In your Worship section, you of course will want to explain why you do what you do, but I think it's important that you not do so in a way that sounds "holier than thou". You want to make it clear that you are intentional in your worship, but you don't want to turn off those for whom this is all new.


----------



## Andres (Apr 28, 2010)

Tripel said:


> Great question. I would not assume people know about the regulative principle in your description, if you choose to use it.
> 
> What I think it helpful is to have a section on Worship and another section on "what to expect", for visitors. In the latter section you include things like typical attire, start and end times, children remaining in the service and all other practical elements that might surprise a visitor or make them uncomfortable.
> 
> In your Worship section, you of course will want to explain why you do what you do, but I think it's important that you not do so in a way that sounds "holier than thou". You want to make it clear that you are intentional in your worship, but you don't want to turn off those for whom this is all new.

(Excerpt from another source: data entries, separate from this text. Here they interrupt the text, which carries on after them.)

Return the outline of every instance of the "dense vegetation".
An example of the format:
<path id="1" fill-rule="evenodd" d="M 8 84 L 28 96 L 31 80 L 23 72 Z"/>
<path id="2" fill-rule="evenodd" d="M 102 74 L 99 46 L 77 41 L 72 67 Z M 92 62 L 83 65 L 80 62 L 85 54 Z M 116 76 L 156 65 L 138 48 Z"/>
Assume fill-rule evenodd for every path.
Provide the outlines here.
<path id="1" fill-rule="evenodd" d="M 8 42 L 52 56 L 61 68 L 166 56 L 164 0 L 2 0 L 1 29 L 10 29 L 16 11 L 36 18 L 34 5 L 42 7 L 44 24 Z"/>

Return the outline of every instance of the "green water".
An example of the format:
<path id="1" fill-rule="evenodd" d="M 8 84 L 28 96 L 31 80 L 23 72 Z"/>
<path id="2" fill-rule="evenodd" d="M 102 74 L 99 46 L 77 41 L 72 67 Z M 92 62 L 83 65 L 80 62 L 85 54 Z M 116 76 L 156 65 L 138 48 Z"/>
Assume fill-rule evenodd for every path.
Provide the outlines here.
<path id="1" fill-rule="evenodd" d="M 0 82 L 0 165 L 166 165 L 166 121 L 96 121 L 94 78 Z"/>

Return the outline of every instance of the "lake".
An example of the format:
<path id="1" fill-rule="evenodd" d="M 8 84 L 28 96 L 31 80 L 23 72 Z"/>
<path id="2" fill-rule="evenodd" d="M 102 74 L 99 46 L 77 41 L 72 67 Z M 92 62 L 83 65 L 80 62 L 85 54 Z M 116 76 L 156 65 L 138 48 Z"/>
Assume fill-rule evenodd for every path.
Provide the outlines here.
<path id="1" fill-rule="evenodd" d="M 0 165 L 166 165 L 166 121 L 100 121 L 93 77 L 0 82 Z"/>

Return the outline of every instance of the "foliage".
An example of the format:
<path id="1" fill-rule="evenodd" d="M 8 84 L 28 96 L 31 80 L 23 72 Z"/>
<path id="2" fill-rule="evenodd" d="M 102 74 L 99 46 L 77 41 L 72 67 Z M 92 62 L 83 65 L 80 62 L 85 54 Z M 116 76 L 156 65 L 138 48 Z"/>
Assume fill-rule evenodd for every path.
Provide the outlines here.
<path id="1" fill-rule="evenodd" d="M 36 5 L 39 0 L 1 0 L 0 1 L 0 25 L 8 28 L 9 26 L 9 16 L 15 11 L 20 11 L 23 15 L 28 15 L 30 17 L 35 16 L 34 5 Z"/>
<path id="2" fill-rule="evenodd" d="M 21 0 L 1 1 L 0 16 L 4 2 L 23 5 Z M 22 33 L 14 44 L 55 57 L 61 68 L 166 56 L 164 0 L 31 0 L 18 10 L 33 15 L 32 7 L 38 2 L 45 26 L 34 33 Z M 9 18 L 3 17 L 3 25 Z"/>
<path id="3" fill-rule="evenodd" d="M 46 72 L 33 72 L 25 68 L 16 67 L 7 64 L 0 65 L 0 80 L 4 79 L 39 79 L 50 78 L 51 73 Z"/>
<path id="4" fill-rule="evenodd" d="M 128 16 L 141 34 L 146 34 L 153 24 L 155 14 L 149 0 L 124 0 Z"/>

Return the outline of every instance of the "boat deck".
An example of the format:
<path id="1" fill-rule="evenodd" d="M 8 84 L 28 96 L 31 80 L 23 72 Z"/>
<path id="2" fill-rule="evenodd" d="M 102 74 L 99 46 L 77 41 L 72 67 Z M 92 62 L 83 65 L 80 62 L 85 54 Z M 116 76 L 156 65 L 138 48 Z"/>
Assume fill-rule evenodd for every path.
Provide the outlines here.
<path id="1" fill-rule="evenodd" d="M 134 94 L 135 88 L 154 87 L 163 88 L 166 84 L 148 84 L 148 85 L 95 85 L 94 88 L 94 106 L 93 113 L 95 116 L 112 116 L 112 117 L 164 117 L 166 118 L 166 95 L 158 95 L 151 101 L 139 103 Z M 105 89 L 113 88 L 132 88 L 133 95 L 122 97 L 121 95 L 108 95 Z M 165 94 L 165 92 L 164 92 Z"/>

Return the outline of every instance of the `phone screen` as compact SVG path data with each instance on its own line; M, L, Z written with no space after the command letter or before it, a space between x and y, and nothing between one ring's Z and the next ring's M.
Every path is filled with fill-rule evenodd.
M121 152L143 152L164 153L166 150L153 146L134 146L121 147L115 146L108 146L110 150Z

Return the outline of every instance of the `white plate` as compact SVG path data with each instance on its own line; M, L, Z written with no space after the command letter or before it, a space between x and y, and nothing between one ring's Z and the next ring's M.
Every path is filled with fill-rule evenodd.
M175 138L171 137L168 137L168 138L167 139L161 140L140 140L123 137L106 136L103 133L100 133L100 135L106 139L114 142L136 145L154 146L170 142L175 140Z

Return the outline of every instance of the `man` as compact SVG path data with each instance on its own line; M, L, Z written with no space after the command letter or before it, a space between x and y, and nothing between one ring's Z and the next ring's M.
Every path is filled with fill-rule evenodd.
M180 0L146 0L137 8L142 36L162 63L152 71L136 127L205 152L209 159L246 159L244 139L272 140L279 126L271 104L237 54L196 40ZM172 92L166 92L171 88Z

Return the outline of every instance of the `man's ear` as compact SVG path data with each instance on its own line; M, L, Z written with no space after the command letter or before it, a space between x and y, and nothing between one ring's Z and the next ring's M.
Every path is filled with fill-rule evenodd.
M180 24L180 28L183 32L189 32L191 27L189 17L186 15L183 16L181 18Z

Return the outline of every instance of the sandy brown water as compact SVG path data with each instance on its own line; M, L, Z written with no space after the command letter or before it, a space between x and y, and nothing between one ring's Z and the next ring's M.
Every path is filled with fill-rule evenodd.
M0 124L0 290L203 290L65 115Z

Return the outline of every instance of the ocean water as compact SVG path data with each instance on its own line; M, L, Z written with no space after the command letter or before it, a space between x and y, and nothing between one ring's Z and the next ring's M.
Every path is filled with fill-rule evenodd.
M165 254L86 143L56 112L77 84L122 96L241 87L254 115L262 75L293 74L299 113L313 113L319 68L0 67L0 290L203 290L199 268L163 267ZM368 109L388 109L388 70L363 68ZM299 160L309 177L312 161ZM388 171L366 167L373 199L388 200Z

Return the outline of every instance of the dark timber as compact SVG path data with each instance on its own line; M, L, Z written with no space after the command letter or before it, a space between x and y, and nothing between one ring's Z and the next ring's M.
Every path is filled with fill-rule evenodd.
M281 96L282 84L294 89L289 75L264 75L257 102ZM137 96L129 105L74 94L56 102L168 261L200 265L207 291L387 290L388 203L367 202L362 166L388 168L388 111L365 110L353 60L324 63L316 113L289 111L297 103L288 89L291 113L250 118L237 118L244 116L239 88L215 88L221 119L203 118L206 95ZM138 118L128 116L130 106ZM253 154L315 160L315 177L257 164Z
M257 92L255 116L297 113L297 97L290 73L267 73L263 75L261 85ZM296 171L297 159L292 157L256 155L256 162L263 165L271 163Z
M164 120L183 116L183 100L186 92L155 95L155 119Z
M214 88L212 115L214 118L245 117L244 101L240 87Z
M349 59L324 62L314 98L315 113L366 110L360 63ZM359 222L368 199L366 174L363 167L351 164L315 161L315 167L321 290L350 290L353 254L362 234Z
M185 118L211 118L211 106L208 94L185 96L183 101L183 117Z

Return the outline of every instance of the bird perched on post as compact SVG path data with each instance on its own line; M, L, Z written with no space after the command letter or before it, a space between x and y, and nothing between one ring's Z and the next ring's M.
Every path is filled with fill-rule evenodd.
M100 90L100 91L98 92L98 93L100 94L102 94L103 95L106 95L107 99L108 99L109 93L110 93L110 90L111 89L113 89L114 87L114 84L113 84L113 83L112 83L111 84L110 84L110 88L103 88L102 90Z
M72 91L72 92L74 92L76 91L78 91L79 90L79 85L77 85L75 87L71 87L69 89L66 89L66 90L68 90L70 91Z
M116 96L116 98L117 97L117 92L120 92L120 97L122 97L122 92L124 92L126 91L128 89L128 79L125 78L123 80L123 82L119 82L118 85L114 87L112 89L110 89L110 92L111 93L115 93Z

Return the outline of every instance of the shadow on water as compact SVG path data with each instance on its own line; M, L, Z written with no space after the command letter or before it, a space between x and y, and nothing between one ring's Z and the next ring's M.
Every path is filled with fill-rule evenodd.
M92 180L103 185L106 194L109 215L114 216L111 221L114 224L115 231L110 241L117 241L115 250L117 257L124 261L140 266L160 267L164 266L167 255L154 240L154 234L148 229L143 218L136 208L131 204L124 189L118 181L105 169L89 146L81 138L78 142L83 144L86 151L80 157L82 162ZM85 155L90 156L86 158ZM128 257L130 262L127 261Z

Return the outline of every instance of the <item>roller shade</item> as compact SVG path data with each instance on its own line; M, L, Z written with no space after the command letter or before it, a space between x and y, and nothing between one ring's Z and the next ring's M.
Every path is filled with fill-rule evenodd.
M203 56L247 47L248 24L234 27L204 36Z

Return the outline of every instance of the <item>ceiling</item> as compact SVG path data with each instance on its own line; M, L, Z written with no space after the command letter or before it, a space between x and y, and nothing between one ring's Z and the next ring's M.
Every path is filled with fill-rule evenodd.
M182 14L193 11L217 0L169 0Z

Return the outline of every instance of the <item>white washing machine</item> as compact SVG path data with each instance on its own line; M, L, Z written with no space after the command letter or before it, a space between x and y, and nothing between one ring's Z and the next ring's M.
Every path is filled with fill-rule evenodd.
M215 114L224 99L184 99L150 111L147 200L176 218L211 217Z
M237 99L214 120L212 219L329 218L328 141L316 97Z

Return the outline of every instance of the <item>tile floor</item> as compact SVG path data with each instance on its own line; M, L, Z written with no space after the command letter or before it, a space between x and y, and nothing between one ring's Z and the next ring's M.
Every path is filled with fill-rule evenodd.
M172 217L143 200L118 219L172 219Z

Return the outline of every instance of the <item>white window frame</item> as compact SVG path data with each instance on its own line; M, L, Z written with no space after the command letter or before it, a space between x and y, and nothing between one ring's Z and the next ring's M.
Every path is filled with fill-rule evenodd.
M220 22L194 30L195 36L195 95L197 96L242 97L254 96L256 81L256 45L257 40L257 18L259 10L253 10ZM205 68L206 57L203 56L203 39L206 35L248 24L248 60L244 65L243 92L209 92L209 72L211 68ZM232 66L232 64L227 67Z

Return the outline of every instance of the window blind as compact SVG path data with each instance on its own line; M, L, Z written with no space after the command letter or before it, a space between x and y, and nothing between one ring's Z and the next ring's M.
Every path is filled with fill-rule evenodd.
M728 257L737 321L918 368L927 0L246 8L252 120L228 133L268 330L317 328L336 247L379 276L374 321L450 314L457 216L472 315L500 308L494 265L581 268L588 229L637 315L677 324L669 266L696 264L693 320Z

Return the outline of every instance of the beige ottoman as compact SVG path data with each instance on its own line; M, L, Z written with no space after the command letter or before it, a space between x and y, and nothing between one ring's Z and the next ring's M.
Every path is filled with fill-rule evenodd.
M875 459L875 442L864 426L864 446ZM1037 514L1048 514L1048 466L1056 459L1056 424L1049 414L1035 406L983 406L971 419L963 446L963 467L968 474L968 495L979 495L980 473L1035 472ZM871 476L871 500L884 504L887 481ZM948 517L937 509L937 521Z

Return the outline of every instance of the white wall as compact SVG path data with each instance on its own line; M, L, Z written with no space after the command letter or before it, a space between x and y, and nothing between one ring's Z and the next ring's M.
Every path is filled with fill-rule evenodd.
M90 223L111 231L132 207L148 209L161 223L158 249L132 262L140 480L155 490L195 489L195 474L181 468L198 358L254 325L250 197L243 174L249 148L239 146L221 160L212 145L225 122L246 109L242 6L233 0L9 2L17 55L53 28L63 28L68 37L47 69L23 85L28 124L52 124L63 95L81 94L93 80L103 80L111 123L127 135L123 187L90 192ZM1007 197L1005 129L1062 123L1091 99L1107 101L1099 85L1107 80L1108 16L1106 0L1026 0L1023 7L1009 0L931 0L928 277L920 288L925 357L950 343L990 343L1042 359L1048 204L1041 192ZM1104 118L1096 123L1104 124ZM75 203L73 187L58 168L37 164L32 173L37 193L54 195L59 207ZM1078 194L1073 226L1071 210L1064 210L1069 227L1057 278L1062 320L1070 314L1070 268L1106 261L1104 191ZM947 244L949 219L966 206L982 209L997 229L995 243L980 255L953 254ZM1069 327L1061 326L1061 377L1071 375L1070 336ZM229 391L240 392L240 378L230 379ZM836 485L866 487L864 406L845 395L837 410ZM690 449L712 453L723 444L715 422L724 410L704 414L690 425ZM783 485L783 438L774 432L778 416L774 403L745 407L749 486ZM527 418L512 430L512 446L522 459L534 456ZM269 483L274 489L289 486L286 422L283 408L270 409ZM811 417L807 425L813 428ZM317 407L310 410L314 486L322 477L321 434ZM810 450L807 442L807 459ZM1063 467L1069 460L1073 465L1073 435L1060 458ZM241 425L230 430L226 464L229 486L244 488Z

Thanks. I never considered having a separate "what to expect" section. I like that idea.


----------



## ubermadchen (Apr 28, 2010)

Why don't you ask your pastor what he wants on that page.


----------



## Scottish Lass (Apr 28, 2010)

Here's ours: Services - MIDLANE PARK PRESBYTERIAN CHURCH


----------



## MLCOPE2 (Apr 28, 2010)

I would recommend going around to several different church websites within your denomination (if your not EP/NI then the RPCNA wouldn't help much) and look at what they have and use the best of what you find to create yours.


----------



## Contra_Mundum (Apr 28, 2010)

Here'e something I wrote a while ago:

http://www.puritanboard.com/f87/ordinary-means-grace-19104/


----------



## Andres (Apr 28, 2010)

Contra_Mundum said:


> Here'e something I wrote a while ago:
> 
> http://www.puritanboard.com/f87/ordinary-means-grace-19104/


 
thanks, I'll just copy all this on our website. 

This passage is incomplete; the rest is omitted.